Tuesday, June 21, 2005

Deep AVIs within After Effects Pro.

The professional version of After Effects has the very import feature of 16-bit processing. This is something CineForm loves and we made extensive use of this on the production of Dust to Glory. To allow greater than 8-bit AVI support within After Effects, CineForm has created its own I/O module to offer importing and exporting of deep AVIs. Cool huh? Yet this comes with some resistance from Adobe themselves as we had to override their existing After Effects importer. The concern is fair, just as AE doesn't support deep AVIs (annoying to our customers), the CineForm importer doesn't support DV (annoying to many of their customers.) Unfortunately the two importers can't play well together, as After Effect is missing the mechanism that Premiere has which enables multiple importers to co-exist. Sigh.

To overcome Adobe's concern and the After Effects limitation, the new release of Prospect HD (v1.1 is due out any day now) will allow you to select which importer you will use on the launch of After Effects. You can permanently select deep AVIs, or stay with 8-bit processing, or dynamically select which you are using in each AE session.
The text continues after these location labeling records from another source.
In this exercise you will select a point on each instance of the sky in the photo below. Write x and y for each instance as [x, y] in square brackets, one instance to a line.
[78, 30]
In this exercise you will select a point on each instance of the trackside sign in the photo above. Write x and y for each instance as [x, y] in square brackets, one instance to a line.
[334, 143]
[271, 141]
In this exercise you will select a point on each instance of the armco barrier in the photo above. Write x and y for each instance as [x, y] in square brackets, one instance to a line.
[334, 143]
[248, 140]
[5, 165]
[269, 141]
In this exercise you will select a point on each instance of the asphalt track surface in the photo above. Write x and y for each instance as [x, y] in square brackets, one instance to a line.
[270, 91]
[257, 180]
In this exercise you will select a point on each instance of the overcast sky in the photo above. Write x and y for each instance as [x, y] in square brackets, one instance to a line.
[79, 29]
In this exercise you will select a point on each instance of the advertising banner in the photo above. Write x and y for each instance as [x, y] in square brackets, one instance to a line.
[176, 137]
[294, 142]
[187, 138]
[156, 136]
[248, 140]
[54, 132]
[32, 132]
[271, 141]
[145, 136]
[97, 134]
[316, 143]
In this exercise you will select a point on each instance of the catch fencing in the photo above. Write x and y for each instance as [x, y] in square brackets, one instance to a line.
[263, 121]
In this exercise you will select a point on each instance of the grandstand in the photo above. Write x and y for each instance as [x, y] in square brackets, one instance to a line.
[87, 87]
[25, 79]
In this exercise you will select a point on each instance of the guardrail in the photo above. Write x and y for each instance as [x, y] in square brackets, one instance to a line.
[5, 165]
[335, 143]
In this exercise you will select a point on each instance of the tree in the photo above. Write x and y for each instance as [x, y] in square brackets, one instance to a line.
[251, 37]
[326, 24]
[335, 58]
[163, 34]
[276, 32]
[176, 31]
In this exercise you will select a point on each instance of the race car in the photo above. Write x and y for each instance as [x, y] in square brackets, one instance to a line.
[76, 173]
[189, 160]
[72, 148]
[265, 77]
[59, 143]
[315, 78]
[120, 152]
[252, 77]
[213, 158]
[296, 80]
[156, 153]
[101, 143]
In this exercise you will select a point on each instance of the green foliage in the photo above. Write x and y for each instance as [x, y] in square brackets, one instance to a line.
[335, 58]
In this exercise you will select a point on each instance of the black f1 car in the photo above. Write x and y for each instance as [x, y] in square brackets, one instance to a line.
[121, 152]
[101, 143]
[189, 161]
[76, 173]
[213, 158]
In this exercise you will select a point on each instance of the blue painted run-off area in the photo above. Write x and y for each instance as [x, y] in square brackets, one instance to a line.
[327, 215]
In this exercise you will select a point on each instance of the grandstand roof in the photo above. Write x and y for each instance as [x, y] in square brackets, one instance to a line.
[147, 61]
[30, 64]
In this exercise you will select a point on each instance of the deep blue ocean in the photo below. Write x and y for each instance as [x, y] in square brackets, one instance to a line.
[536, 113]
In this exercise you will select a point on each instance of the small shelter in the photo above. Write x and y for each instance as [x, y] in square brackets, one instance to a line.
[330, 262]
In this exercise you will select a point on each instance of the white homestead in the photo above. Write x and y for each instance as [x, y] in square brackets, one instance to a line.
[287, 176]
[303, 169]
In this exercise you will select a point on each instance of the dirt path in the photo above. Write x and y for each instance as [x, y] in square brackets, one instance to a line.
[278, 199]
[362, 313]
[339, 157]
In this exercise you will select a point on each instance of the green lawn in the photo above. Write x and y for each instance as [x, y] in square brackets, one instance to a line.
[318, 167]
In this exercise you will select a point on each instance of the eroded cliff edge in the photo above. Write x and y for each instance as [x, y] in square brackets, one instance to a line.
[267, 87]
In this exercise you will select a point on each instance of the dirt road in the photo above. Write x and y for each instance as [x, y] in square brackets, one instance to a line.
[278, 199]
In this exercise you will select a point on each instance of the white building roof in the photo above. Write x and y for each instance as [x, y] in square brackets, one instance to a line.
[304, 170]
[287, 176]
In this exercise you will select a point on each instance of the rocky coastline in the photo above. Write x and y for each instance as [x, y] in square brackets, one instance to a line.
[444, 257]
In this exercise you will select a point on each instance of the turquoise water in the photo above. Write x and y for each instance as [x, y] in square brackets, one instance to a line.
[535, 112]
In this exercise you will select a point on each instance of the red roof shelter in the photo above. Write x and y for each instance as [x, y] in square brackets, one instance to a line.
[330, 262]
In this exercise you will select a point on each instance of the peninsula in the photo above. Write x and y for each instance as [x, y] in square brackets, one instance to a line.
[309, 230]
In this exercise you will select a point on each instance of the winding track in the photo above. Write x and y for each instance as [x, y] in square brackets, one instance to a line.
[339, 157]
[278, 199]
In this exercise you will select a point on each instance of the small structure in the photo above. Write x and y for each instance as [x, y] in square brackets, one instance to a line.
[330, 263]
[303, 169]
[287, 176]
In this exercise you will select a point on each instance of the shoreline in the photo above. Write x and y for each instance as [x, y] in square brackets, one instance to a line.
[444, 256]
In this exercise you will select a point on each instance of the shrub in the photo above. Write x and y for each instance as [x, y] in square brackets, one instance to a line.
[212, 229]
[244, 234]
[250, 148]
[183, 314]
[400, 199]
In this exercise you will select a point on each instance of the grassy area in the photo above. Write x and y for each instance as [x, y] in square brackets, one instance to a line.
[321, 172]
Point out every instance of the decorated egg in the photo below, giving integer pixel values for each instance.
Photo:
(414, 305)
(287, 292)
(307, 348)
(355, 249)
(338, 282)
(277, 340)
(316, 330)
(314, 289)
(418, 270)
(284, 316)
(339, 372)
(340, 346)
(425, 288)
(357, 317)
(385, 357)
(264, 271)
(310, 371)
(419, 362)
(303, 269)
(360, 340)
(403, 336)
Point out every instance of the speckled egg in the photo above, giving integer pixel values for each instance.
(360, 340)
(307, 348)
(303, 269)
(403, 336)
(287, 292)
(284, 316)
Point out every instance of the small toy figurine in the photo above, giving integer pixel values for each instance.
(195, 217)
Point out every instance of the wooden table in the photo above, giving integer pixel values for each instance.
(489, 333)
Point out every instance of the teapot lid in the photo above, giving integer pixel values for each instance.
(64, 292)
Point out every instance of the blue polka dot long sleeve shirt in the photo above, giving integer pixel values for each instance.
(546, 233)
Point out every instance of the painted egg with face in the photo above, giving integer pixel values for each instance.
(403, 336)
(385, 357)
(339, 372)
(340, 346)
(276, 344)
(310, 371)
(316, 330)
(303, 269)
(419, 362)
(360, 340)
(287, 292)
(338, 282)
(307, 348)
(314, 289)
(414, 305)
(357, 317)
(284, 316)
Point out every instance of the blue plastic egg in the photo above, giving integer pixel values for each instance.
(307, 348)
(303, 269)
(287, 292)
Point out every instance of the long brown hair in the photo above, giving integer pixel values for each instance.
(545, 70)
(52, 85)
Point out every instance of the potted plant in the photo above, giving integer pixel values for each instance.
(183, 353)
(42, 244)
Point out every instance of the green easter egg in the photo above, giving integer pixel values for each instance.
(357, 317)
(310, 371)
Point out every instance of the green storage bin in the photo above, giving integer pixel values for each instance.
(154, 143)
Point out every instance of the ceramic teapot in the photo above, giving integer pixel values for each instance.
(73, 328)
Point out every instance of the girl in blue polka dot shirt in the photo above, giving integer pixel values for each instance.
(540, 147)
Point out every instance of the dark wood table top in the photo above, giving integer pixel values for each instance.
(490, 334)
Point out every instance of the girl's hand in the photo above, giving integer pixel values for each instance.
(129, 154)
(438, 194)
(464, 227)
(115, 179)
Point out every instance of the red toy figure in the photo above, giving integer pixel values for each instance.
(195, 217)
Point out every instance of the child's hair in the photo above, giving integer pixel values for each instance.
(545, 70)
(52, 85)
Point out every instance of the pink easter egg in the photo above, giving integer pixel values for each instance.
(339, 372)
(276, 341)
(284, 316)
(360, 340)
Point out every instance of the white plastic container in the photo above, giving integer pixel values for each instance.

The beauty of this approach is it actually overcomes the AE limitation for all AVI types (with a little user work-around.) It turns out the AE limitation only applies to the action of importing, not to using multiple AVI types loaded in previous sessions (weird I know.) If you're working with deep AVIs but you still need to mix in some DV clips, here is how you can do it (in PHD v1.1.) Starting with a project with deep AVIs, to add DV elements:
1) save your project and close AE.
2) re-open AE (while holding SHIFT+CTRL) which will open the CineForm importer control panel.
3) Select 8-bit AVI mode from the CineForm pop-up.
4) reload you project and import all the new DV elements.
You are done. Now all the media types work together while gaining the benefits of deep pixel processing. If you need more deep AVI elements, simply repeat the steps and switch back into deep AVI mode. This shows AE is so close to working as we all would prefer, yet this work-around allows the highest quality output without compromissing your source flexibility.

2 comments:

David said...

Not for 8-bit sources, the results will be the same as the importer can only use the bit depth of the source file. However for some operations it is worth using AE Pro in 16-bit mode, even with 8-bit data.

David said...

Obin, RGB 4:4:4 will get converted into YUV 4:2:2 using Aspect HD. As with most video compression technologies, YUV storage offers the greatest compression efficiency and image quality balance. We intend to keep 4:4:4 for film and effects work-flows (future.)